Personal data in accordance with this data protection statement are kept in the data systems for as long as their data content is of use in using the service in question or in monitoring or documenting use. In practice, data are stored, depending on the communication service, in accordance with the agreements concluded with subcontractors and taking the nature of the communication service in consideration. When an employment relationship, a study right, or any other contractual relationship with the University comes to an end, the user’s ID is shut and the information about the user is erased from the systems after a period of caution of up to nine months.

When use of personal data for the purposes described above is no longer possible after the expiry of their storage period, the data are automatically erased from the user management and log system. Some data may be unintentionally saved in the backup copies made from the University services. These are regularly erased in accordance with the backup copy schedule.

11. What are your rights as a data subject?

Data subjects whose personal data are processed in the manner described in this data protection statement for the purposes described in Point 6 above and on the basis thereof are entitled to exercise the rights granted them by law in so far as any legitimate interest of the University or of another person as described in this statement does not override this right of a data subject.

A data subject has the right to ask the data concerning him or her and stored in the data system for inspection if he or she has no access to the system. The University provides the data subject with the information requested in the extent that the University has access to them.
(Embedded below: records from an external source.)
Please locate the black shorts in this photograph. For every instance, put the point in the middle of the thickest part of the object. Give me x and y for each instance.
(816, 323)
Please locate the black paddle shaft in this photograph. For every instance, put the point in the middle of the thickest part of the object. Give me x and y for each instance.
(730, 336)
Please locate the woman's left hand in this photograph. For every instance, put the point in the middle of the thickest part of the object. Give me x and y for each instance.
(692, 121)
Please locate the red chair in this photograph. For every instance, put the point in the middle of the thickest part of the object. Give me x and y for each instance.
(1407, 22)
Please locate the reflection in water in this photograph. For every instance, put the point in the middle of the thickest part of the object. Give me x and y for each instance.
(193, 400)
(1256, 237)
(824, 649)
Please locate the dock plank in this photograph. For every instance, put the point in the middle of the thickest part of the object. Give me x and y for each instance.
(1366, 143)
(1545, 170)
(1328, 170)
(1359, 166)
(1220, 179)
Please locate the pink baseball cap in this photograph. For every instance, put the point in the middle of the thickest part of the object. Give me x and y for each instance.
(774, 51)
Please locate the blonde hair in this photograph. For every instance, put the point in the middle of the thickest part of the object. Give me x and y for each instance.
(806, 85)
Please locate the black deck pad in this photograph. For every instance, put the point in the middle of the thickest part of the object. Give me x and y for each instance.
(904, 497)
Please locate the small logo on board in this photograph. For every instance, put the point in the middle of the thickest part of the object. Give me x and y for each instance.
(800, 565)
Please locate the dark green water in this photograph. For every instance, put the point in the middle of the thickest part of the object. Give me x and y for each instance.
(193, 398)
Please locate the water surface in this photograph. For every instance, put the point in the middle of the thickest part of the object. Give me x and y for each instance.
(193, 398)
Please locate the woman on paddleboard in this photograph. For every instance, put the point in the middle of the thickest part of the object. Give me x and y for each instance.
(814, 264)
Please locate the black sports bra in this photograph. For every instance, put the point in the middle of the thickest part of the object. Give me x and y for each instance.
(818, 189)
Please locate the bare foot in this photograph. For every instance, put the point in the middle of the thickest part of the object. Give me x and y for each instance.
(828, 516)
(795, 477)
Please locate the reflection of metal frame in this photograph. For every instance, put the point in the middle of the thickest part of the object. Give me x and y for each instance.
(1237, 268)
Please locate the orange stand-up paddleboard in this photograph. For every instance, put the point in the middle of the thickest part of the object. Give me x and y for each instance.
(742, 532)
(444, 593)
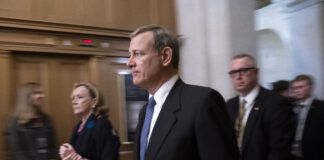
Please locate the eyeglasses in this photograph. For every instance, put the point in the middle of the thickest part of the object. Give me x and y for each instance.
(241, 71)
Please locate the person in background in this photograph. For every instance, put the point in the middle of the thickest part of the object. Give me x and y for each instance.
(309, 137)
(93, 138)
(180, 121)
(281, 87)
(263, 119)
(30, 131)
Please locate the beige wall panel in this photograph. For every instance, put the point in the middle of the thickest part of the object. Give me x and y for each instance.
(5, 94)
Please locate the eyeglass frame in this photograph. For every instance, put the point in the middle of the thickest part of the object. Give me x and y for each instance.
(241, 71)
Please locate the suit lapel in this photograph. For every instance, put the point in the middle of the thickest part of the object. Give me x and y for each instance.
(311, 111)
(253, 117)
(139, 130)
(165, 121)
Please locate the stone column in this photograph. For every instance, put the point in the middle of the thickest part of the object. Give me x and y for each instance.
(213, 31)
(307, 40)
Having examined his or her data, a data subject has the right to ask for any erroneous or incomplete data on him or her to be rectified. A data subject may also ask that some or all of the personal data on him or her be erased from the data systems related to the electronic services of the University. The University fulfils the request after the termination of the person’s employment relationship or study right to the extent possible.  

While the University looks into the processing of a data subject’s personal data on his or her request, he or she also has the right to refuse further processing of his or her personal data. The University fulfils this right to the extent possible.

Should the data subject not be satisfied with the way the University has processed his/her personal data, he or she may demand the national data protection authority (in Finland, the Data Protection Ombudsman whose contact information is available in the web address http://www.tietosuoja.fi/en/) to look into the matter.

12. With whom can you get in touch?

All questions on the processing of personal data as described in this data protection statement are to be asked by getting in touch with the contact person named in Point three who will, in case of need, forward the matter to the data protection officer. In case you feel that your rights as mentioned in Point 11 are not respected, you may get directly in touch with the University Data Protection Officer named in Point four.